衰退は悪いことではない

衰退は構造の結果なので、携わった人に非がある訳では無い




地方でバスの値上げが続いている。

塩野七生さんのローマ人の物語では、終わりの方では、かつて100万人以上が暮らしたローマが、数万人の都市と化す経緯が書かれている。

ローマは奴隷制に立脚した経済だったが、弱者に歩み寄りを行った勢力、ここでは、「キリスト教徒はキリスト教徒に奴隷にされない」「貧者への施し」を行ったキリスト教が国で覇権を取り、かつての経済構造を破綻させ、衰退へと至った。



現代日本の地方都市に話を戻すと、地方都市が興隆したのは、1850~2000年まで、欧州東亜の国々がもたついて、工学教育・工業への投資ができず、最先端の輸出できる製品(自由財)を作れず、それらの生産を日本が一手に引き受けていたからであった。

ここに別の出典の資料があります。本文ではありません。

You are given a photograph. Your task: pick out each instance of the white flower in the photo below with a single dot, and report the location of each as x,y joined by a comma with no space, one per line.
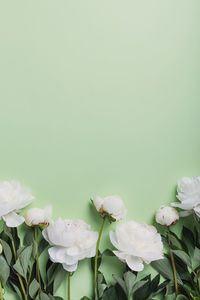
13,197
167,216
188,193
111,205
72,240
137,243
37,216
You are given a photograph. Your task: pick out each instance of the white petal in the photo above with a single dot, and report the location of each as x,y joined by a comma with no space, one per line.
13,220
122,256
134,263
70,268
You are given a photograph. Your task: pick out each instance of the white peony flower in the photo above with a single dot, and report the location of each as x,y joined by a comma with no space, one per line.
167,216
38,216
111,205
188,193
13,197
72,240
137,243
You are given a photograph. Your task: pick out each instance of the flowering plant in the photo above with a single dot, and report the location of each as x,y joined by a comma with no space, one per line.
174,256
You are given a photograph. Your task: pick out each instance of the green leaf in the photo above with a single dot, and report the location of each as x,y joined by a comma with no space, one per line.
7,251
4,270
129,279
101,284
138,285
110,294
181,297
59,277
7,230
183,256
170,297
154,283
22,263
164,268
99,259
108,252
17,290
29,237
197,254
44,296
51,272
174,240
121,282
33,288
42,246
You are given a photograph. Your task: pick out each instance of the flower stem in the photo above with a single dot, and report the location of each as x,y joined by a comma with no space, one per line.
37,260
68,286
18,275
1,291
173,264
97,253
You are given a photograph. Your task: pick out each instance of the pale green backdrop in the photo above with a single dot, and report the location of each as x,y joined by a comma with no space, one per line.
99,97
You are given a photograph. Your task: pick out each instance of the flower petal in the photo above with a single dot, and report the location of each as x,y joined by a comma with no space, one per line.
134,263
13,220
70,268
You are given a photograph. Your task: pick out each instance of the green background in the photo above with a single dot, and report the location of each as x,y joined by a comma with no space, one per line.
99,97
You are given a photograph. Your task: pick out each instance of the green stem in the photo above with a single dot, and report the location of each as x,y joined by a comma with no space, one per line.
68,286
18,275
37,261
97,253
173,264
1,291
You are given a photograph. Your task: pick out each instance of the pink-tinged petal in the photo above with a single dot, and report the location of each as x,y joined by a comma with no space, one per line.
13,220
70,268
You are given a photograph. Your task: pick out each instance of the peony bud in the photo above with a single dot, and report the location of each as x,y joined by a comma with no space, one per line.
112,206
167,216
38,216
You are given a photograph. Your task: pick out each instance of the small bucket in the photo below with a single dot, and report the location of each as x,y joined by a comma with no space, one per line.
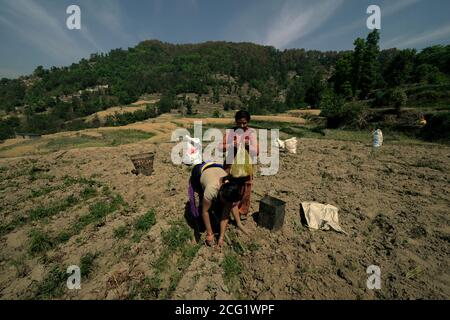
271,213
143,163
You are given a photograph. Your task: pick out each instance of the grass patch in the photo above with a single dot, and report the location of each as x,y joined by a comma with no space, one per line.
145,222
53,209
120,232
39,242
178,234
97,212
151,288
108,138
231,266
429,163
16,223
52,286
176,240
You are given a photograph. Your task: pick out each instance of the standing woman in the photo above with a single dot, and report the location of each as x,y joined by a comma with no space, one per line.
241,133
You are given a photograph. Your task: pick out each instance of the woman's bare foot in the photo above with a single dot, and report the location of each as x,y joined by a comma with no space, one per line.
221,243
209,240
241,227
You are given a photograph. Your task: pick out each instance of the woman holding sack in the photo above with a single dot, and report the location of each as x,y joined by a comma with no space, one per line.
245,138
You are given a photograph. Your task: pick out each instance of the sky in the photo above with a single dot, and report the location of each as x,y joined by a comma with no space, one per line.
34,32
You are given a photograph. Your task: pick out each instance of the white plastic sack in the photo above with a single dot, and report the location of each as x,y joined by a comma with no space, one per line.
192,154
377,138
280,144
321,217
290,144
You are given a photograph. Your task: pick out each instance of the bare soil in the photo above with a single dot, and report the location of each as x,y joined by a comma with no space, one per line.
394,204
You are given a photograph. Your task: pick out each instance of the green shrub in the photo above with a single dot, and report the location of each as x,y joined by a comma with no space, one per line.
398,98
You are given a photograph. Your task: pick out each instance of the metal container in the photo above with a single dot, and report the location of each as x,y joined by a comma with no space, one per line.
271,213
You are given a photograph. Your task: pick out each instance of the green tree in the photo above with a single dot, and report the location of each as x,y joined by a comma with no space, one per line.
370,69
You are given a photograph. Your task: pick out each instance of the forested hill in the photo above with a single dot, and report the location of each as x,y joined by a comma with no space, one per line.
40,103
154,66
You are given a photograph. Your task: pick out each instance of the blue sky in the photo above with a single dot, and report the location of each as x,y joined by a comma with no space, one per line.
34,32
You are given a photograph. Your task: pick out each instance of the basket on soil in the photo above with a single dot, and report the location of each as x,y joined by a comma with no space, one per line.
271,213
143,163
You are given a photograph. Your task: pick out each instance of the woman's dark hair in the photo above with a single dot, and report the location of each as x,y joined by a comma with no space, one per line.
231,189
242,114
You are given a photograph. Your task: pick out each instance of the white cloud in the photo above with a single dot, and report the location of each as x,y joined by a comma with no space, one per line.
391,8
425,38
297,19
36,26
109,14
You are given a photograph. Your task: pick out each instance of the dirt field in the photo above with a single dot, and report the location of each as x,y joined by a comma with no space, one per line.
84,207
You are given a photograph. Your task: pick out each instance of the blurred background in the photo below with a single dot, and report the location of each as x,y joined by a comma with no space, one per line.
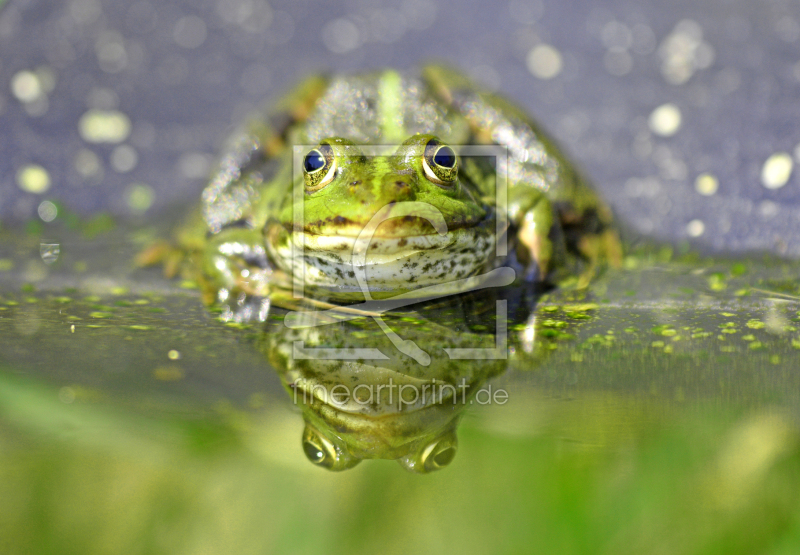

つまり、過去日本は世界中相手に製品を売ることが出来る立場であり、それ故に日本の都市もスペシャルに興隆したのだった。



しかし、2000年以降は欧州東亜ももたつきをなくし、普通に日本が作れる製品を作れるようになっていった。地方都市の衰退も、それら欧州東亜の「追いついた」国々の街と平準化されて行っているというだけの事。

このように、興隆も衰退も構造要因がほぼすべてなので、各場面に携わった人がラッキー・アンラッキーということはあっても、えらい・だらしないということは無い。



では、最終的に「衰退」はどこまで行き着くかというと、地球全体で暮らしが一様なのが最終状態として適切な気がする。次回は「地球35億番目の人の暮らし」がどんなものかを見ようと思う。